One of Elementary's greatest moments was the astounding plot twist in season 1 that revealed the tragically murdered Irene Adler was not only alive, she was also her own killer. After a long cat and mouse game between Sherlock and Moriarty, the sleuth's nemesis and his lost love turned out to be one and the same person. And with Game of Thrones' Natalie Dormer in the role, Jamie Moriarty was a quick fan fave. Her diabolical genius and vicious manipulation is a joy to behold, and her brief return in season 2 left us all wanting more.
There's the potential for a fantastic plot here, as Sherlock clearly still loves his worst enemy. How could Moriarty affect Sherlock's recovery? Could her reappearance tempt him to succumb to his darker urges? Seeing more of her obsession and bitter rivalry with Joan would also be fantastic: as the only person Moriarty can't figure out, Joan might be the only one to be able to save Sherlock from his foe's grasp (again).

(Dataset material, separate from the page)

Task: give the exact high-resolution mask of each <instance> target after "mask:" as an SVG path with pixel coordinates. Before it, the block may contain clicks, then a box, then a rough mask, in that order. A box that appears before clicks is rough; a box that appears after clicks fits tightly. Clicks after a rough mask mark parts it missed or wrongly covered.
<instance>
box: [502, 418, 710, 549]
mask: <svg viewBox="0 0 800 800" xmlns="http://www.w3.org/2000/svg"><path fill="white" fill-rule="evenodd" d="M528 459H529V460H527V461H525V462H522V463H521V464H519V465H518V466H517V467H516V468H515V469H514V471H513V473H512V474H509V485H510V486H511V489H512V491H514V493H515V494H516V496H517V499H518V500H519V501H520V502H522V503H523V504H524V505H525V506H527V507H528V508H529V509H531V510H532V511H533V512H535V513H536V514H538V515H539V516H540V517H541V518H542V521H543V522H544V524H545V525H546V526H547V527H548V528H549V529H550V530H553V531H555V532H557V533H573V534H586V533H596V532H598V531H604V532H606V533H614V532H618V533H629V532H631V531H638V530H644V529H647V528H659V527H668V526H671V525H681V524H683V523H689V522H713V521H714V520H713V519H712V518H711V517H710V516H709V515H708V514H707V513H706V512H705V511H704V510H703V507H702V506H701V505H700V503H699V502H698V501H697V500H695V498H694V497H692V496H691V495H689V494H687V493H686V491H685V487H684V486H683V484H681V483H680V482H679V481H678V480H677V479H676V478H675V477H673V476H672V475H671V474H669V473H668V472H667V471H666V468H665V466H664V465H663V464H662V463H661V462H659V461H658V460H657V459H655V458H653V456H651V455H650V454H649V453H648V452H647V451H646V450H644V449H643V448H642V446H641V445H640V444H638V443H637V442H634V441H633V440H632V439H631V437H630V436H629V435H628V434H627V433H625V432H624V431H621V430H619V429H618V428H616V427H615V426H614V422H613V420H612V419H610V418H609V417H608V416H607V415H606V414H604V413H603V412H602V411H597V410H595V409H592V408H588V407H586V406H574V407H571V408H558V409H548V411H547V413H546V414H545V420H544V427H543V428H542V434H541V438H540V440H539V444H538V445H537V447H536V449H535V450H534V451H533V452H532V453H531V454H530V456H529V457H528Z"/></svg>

Of course, with Dormer's role in The Hunger Games Franchise, as well as her recurring role on Game of Thrones, she is very much in demand. It's probable that her role in the show was intended to be much larger, but thanks to scheduling conflicts we may have to wait a while before seeing Moriarty again.
A return to form
Elementary, with its mature and realistic approach to the age old Sherlock Holmes story, is among the best adaptations of its source material. Instead of putting the detective on a pedestal, Elementary has Sherlock slowly appreciate those around him, building newfound friendships and nurturing his relationship with Watson. With a focus on character development, and exciting mysteries each week, at its best Elementary is an intelligent, phenomenal show. And if they play their cards right, season 4 could see the show rise to popularity once again.
What do you want to see in Elementary season 4?